# Nonrelativistic free particle propagators

This type of integration is a special case of something that occurs over and over in QM and QFT (it's everywhere in Peskin and Schroeder), but I am having a bit of trouble working out the details.

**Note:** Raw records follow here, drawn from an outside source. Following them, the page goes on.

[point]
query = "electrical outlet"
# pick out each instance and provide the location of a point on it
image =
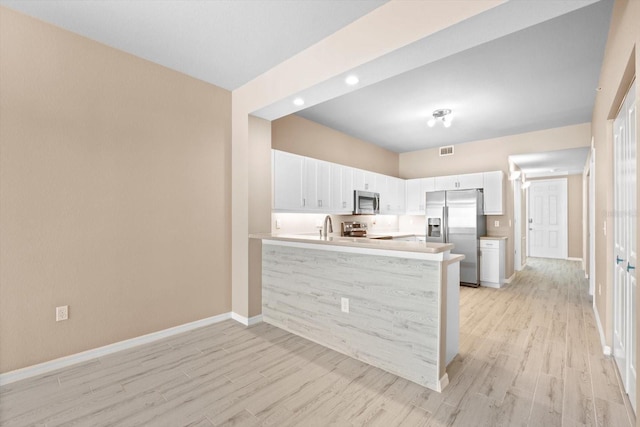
(344, 304)
(62, 313)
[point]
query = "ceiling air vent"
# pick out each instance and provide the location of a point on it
(446, 151)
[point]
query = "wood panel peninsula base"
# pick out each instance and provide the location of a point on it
(393, 305)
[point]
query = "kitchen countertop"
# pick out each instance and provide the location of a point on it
(392, 234)
(361, 242)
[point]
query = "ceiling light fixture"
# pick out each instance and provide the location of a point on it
(352, 80)
(444, 115)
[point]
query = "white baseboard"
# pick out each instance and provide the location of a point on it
(444, 381)
(63, 362)
(606, 350)
(247, 321)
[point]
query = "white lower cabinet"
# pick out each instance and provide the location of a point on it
(492, 254)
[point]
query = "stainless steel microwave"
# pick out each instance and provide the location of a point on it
(366, 203)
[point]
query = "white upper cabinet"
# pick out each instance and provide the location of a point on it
(288, 181)
(470, 180)
(341, 189)
(416, 190)
(303, 184)
(317, 185)
(459, 182)
(392, 194)
(493, 193)
(300, 184)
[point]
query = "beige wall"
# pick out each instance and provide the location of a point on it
(259, 200)
(620, 65)
(493, 154)
(574, 208)
(114, 194)
(298, 135)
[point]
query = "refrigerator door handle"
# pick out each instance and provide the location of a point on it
(445, 224)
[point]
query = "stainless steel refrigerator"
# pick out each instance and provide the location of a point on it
(458, 217)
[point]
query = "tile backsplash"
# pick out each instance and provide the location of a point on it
(289, 223)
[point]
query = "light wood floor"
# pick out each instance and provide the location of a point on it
(530, 355)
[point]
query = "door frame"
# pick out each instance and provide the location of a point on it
(517, 224)
(564, 228)
(592, 222)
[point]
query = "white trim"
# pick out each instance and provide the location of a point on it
(606, 350)
(63, 362)
(246, 321)
(444, 381)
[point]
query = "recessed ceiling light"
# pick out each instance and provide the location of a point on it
(352, 80)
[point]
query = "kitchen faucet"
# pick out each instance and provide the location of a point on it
(324, 227)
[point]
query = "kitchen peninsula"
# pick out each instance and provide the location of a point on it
(392, 304)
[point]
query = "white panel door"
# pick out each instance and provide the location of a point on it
(548, 219)
(625, 245)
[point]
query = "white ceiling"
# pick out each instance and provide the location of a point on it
(224, 42)
(539, 77)
(519, 67)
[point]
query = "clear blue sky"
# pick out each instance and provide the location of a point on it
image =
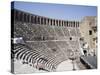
(57, 11)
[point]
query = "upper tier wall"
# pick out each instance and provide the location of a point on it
(18, 15)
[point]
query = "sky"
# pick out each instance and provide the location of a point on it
(57, 11)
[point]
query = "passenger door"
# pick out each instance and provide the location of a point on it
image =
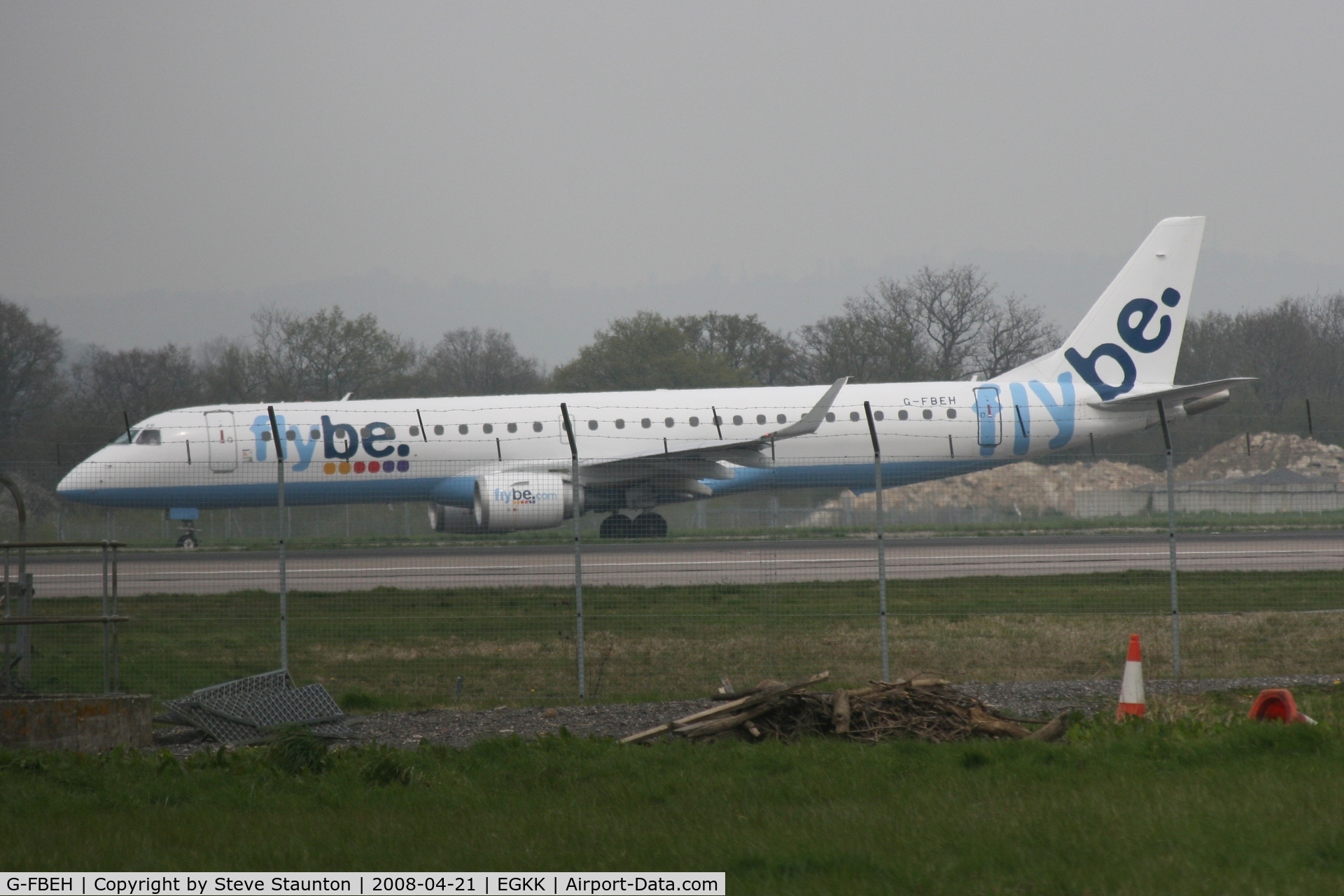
(220, 441)
(990, 430)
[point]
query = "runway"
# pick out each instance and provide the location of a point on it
(679, 564)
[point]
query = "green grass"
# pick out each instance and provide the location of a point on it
(393, 648)
(1200, 802)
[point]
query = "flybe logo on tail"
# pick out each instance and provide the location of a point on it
(1132, 323)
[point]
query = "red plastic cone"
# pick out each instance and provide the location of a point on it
(1277, 704)
(1132, 685)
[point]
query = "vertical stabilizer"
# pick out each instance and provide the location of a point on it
(1132, 335)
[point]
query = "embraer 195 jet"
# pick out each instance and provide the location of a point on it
(499, 464)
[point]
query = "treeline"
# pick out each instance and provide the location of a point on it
(936, 326)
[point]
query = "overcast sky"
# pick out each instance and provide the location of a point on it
(574, 160)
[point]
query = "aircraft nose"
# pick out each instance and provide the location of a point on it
(80, 482)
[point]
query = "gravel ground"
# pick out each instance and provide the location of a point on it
(463, 727)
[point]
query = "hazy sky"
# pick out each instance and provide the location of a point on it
(570, 150)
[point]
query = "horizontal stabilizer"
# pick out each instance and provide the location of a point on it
(1172, 394)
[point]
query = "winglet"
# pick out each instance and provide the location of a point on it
(812, 419)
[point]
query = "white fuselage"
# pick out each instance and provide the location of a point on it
(433, 449)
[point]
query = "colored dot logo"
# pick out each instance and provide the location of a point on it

Set $\hbar=1$ and consider the propagation amplitude for a free, nonrelativistic particle to move from x to y in time t, given by $U(x,y,t)=\langle y\vert e^{i(p^2/2m)t}\vert x\rangle$. Peskin and Schroeder evaluate this as a 3-dimensional momentum space integral, and it's easy to manipulate and find $$U(x,y,t)=\int\frac{d^3p}{(2\pi)^3}e^{i(p^2/2m)t}e^{i\vec{p}\cdot\Delta x}=\int\frac{d^3p}{(2\pi)^3}e^{i(p^2/2m)t}e^{ip\Delta x\cos\theta}$$ where $\Delta \vec x=\vec y -\vec x$. The next step is to convert to spherical coordinates, which I don't think I have a problem with: $$U(x,y,t)=\frac 1{(2\pi)^3}\int_0^\infty dp\, p^2\int_0^{2\pi}d\varphi\int_{-1}^1d\cos\theta e^{ip^2t/2m}e^{ip\Delta x\cos\theta}.$$ After performing the angular integrations (which are both trivial) I find $$U(x,y,t)=\frac 2{\Delta x(2\pi)^2}\int_0^\infty dp\,p e^{ip^2t/2m}\sin(p\Delta x)$$ which not only looks completely intractable but also is nothing like the answer one is supposed to find for a free propagator. Have I screwed this up or is there just some last touch I'm not seeing?

Thanks! Amazingly the $2\pi$'s work out using Gaussian integral methods.